Discovering Poetry

January 14, 2014



It seems fitting to finally share these photos today. They are photos from my favorite part of our visit to the City Lights Bookstore: the poetry room, which felt like a delicious and secret discovery, a tower room bursting with words impatiently waiting to be freed. And also appropriate since I spent this afternoon with the fabulous poet, Marilyn Nelson.



Today was the official publication day for her newest book of poetry. How I Discovered Poetry is an autobiographical collection of poems that chronicles her nomadic childhood as a military kid (her father was one of the Tuskegee Airmen) during the 1950s. As the voice and subject matter mature from the tender age of four up through her early teens, it's hard not to be sucked into the minutiae of intimate moments and salient memories, while also noting the larger cultural and social happenings that are whirling around her. As an African-American girl during the civil rights era some of these moments are especially piercing. But it is her compelling use of words which reverberate long after the page has been turned and leave me yearning for more. 





How I Discovered Poetry
By Marilyn Nelson 


It was like soul-kissing, the way the words 

filled my mouth as Mrs. Purdy read from her desk. 

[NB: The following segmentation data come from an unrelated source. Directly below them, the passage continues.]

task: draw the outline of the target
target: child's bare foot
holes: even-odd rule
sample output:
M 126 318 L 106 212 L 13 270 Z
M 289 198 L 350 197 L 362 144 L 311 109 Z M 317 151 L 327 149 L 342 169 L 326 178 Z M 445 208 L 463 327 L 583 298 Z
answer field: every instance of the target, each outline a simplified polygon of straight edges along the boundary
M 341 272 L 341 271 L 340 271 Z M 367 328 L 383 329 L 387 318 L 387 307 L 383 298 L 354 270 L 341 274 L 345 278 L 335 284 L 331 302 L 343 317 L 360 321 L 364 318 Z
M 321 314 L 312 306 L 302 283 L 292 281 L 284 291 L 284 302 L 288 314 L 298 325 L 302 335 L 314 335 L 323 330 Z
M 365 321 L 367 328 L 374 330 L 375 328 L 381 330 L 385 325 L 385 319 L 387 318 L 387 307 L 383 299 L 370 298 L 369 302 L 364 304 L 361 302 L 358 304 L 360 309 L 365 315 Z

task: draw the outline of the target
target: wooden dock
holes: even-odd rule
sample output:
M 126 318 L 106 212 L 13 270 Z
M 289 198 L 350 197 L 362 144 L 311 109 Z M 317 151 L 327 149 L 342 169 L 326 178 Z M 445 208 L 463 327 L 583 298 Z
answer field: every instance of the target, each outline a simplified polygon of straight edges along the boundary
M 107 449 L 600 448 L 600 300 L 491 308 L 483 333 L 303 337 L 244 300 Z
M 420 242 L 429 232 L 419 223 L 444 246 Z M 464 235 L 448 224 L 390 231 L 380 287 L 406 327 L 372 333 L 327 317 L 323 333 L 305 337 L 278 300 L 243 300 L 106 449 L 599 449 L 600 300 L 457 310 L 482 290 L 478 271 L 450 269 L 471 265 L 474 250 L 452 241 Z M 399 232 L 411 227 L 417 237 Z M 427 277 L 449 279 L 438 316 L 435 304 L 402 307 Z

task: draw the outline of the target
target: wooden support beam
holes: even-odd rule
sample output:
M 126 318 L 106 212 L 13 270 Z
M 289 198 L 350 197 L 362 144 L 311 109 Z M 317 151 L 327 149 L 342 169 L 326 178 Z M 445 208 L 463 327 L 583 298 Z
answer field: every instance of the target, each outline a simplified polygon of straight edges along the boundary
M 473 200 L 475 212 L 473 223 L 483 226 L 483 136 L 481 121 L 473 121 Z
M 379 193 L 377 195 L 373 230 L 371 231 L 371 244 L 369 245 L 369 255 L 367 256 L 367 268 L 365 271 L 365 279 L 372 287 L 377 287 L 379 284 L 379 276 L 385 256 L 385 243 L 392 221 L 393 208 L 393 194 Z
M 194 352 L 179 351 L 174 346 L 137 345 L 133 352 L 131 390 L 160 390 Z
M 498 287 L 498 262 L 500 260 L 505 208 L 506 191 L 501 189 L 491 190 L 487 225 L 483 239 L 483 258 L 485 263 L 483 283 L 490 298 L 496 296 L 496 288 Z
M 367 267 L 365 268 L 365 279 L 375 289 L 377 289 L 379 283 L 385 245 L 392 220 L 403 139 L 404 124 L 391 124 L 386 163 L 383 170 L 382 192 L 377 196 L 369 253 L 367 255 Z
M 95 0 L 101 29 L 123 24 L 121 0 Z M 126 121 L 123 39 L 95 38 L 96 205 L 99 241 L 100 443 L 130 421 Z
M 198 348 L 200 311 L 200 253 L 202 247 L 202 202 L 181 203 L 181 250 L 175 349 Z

All the other kids zoned an hour ahead to 3:15, 

but Mrs. Purdy and I wandered lonely as clouds borne 

by a breeze off Mount Parnassus. She must have seen 

the darkest eyes in the room brim: The next day

she gave me a poem she’d chosen especially for me 

to read to the all except for me white class. 

She smiled when she told me to read it, smiled harder, 

said oh yes I could. She smiled harder and harder 

until I stood and opened my mouth to banjo playing

darkies, pickaninnies, disses and dats. When I finished

my classmates stared at the floor. We walked silent

to the buses, awed by the power of words. 

Dana said...

Shameful.
This brought tears to my eyes, as a mother, a teacher, a lover of poetry, a champion for that little person in Ms. Purdy's care.

Theresa said...

Awesome!!

Juniper said...

How wonderful, the poem, the author, your meeting her and that space you captured in your photo!